My Pilates instructor is one of the healthiest and fittest people I know. She was swimming at her gym when an eight-year-old girl came over to her and said, “Oh, you’re not doing it right! I can teach you how to swim so that you can lose more weight!” We were stunned.
This is what little girls think. They think the sole purpose of exercise is weight loss, and the best way to have a body is to have a skinny body.
Body image issues can start at ages as early as five according to CNN. Kids are not born with these beliefs. We are part of a society that teaches children to be dissatisfied with their looks and their bodies. There are countless harmful media messages that have been hurting kids’ body image for decades. One of those messages is the idea that exercise is all about how your body looks.
From a young age, children learn, whether from media advertisements or from the adults in their lives, that exercise is a tool for changing the appearance of your body. Exercise is a way to get thinner, or more toned, or more “ripped” and muscular. While exercise has the power to do all of these things, there are countless other powers that exercise has.
Many believe that you use exercise as a way to either change or maintain the appearance of your body. If you have no desire to do either of those things, then you have no reason to exercise. This could not be further from the truth.
Regardless of the way your body looks or the way you want your body to look, exercise is both beneficial and enjoyable. Exercise keeps your mind and body healthy and keeps your energy up. Physical activity is important for keeping the chemicals in your brain in balance and remaining upbeat and happy. Working out can also be a fantastic social activity with friends or family. Or, it can be an excuse for some “me time” when you have been busy.

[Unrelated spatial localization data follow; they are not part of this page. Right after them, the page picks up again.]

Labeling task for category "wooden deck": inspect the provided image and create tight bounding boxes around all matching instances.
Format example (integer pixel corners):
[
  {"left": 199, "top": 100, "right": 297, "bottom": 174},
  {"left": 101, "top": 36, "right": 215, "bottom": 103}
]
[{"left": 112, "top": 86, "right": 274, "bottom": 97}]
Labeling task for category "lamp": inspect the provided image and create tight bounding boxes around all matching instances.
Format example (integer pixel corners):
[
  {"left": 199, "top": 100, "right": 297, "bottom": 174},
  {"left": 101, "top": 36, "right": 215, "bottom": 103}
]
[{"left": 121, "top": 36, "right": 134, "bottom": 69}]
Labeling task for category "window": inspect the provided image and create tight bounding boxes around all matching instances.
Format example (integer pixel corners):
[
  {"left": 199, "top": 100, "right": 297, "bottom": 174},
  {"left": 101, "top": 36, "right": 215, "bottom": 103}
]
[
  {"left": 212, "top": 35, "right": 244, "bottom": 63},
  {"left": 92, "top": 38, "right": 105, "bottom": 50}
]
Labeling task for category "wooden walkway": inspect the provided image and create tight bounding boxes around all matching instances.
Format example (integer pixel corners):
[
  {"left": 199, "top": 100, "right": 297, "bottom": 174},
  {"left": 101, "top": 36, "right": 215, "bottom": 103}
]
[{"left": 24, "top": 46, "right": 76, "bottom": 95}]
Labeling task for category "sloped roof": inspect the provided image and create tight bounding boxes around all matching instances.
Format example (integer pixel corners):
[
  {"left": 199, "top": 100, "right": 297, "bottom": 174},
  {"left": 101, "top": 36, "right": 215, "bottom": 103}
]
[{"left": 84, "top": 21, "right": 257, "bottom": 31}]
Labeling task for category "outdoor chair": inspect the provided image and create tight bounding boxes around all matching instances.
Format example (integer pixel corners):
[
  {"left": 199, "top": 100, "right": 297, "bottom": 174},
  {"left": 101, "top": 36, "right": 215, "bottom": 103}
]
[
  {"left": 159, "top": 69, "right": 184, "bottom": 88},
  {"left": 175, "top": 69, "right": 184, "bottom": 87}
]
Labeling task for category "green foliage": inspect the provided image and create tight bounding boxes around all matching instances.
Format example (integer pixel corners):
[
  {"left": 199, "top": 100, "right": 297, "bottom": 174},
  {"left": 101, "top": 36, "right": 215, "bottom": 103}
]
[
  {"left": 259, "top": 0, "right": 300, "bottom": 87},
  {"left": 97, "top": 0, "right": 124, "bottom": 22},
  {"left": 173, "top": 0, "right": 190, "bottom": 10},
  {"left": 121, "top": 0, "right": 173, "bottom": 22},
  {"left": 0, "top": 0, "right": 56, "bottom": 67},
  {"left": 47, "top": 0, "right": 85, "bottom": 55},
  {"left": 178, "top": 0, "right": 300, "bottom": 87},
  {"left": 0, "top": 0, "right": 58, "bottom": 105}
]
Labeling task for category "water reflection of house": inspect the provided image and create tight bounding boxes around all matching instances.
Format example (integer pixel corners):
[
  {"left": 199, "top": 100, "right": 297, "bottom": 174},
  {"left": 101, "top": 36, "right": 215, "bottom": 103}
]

It is important that we, as adults, focus on and talk about the many benefits of exercise aside from the appearance-based benefits. Children need to receive the message that exercise is about holistic health and happiness, not punishment or changing the way you look. Kids need to feel that exercise can be fun and is not something miserable that you force yourself to do in order to stop feeling guilty or “lazy.” Mind, heart, and body are all connected, and being physically active is about much more than your physical body.
By the way, it isn’t just kids that need to relearn this. We all do too.